ADP for health doubles, delivery still a concern

Experts call for improving efficiency of agencies, simplifying processes for project approval, procurement
Tuhin Shubhra Adhikary
Tuhin Shubhra Adhikary

The government’s decision to nearly double the health development budget for the next fiscal year has been welcomed as a step in the right direction though serious doubts persist over the implementation capacity of health authorities.

Under the new Annual Development Programme (ADP), the health sector has been allocated Tk 35,530 crore for fiscal 2026-27 -- up from Tk 18,148 crore in fiscal 2025-26 -- representing 11.86 percent of the total ADP outlay. It is the third-largest sectoral allocation, behind transport and communication and education.

The budget increase, however, comes against a backdrop of poor expenditure performance by the two divisions under the health ministry, the primary users of health funds. In the first 10 months of the current fiscal year, the two divisions spent approximately Tk 933 crore -- less than one-tenth of their annual allocation.

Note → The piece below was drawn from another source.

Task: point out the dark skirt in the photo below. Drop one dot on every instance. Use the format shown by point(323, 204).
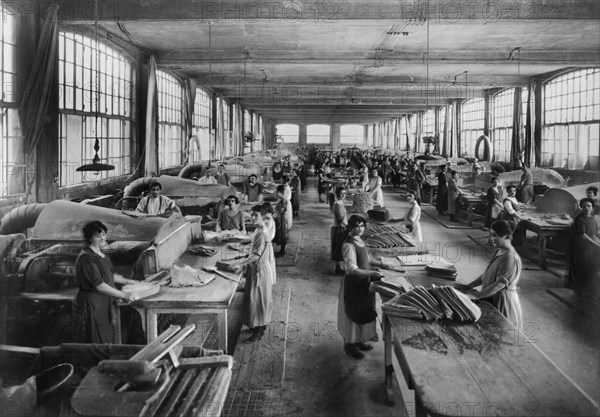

Experts attribute the shortfall to weak implementation capacity, cumbersome procurement and approval processes, and outdated budgeting practices. While a larger health budget is necessary, they argue that institutional reform and sound financial management are equally -- if not more -- critical to ensuring funds are used effectively.

Health campaigners and experts have long pressed for greater investment in the sector, which has languished below one percent of GDP for over a decade. The Health Sector Reform Commission, constituted during the interim government’s tenure, called for raising health spending to 5 percent of GDP -- a target mirrored in the BNP’s election manifesto.

With the BNP government set to present its first budget this month, the National Economic Council, chaired by Prime Minister Tarique Rahman, approved the Tk 3.09 lakh crore ADP on May 19.

Of the Tk 35,530 crore health allocation, the Health Services Division will receive Tk 26,806 crore and the Medical Education and Family Welfare Division Tk 8,221 crore, with the remaining Tk 503 crore earmarked for health-related activities across other ministries.

When contacted, Health Minister Sardar Md Sakhawat Husain said the interim government had worked in an unplanned way and did not prioritise development spending.

Asked whether the ministry would be able to utilise the increased allocation, the minister said, “We will make every effort to achieve it… We will prove that through our work.”

POOR IMPLEMENTATION RECORD

In the outgoing fiscal year, a total of Tk 18,148 crore was allocated to the health sector under the ADP, with over Tk 12,884 crore earmarked for the two divisions.

The remaining amount was set aside for block allocations as well as health-related activities carried out by other ministries.

But like in previous years, the two divisions once again ranked among the worst performers in implementing development budgets, prompting the government to slash more than 65 percent of their original ADP allocation in the revised budget.

The two divisions could spend only Tk 933 crore till April this year -- around 20 percent of the revised ADP.

Except for fiscal 2020-21, none of the two divisions achieved the national average of ADP implementation since 2017 when the health ministry was split into two divisions. In fiscal 2020-21, the MEFWD had barely crossed the national average of 82.11 percent, show documents from the Monitoring and Evaluation Division.

REASONS BEHIND POOR SHOW

Rumana Huque, a professor of economics at Dhaka University said that lengthy and complicated procurement process is one of the key reasons behind the poor budget implementation.

Procurement which was supposed to take 12 months often took up to 18 months, delaying expenditure significantly, she said adding that though the electronic government procurement (e-GP) system has been introduced, many officials still lack the skills to use it effectively.

Another major obstacle is the complicated process of approving and releasing funds. While allocations for the first two quarters are often released together, authorities must submit expenditure statements and seek fresh approvals to access funds for the remaining two quarters, leading to delays in spending, she said.

Problems in the supply chain and weak coordination between planners and budget officials also hamper implementation, said Rumana, also the executive director of ARK Foundation, which works on the health sector.

In particular, delays in project approvals and the replacement of many project directors following the 2024 political transition were major reasons for poor implementation this fiscal year, she added.

Sayed Abdul Hamid, a professor at the Institute of Health Economics of DU, said many project directors and officials lack the necessary training in public financial management, hindering progress in project implementation.

WHAT SHOULD BE DONE?

Welcoming the increased allocation for the health sector, both economists suggested several measures to ensure proper utilisation of funds.

Rumana said the government should prioritise reducing people’s out-of-pocket healthcare expenditure instead of focusing heavily on new infrastructure.

To ease the financial burden on patients, the government should increase spending on medicines, vaccines, and other essential services, as patients currently bear a large share of these costs, she said, adding that preventive healthcare should also be prioritised.

Hamid said that if the government is to ensure proper and full implementation of the health budget, it must strengthen health agencies, provide project directors with necessary training, make fund disbursement smoother, and select qualified contractors.

He also suggested establishing a cell at the health ministry to ensure coordination among the agencies involved in procurement and a help desk at the Directorate General of Health Services to assist health administrators in proper utilisation of funds.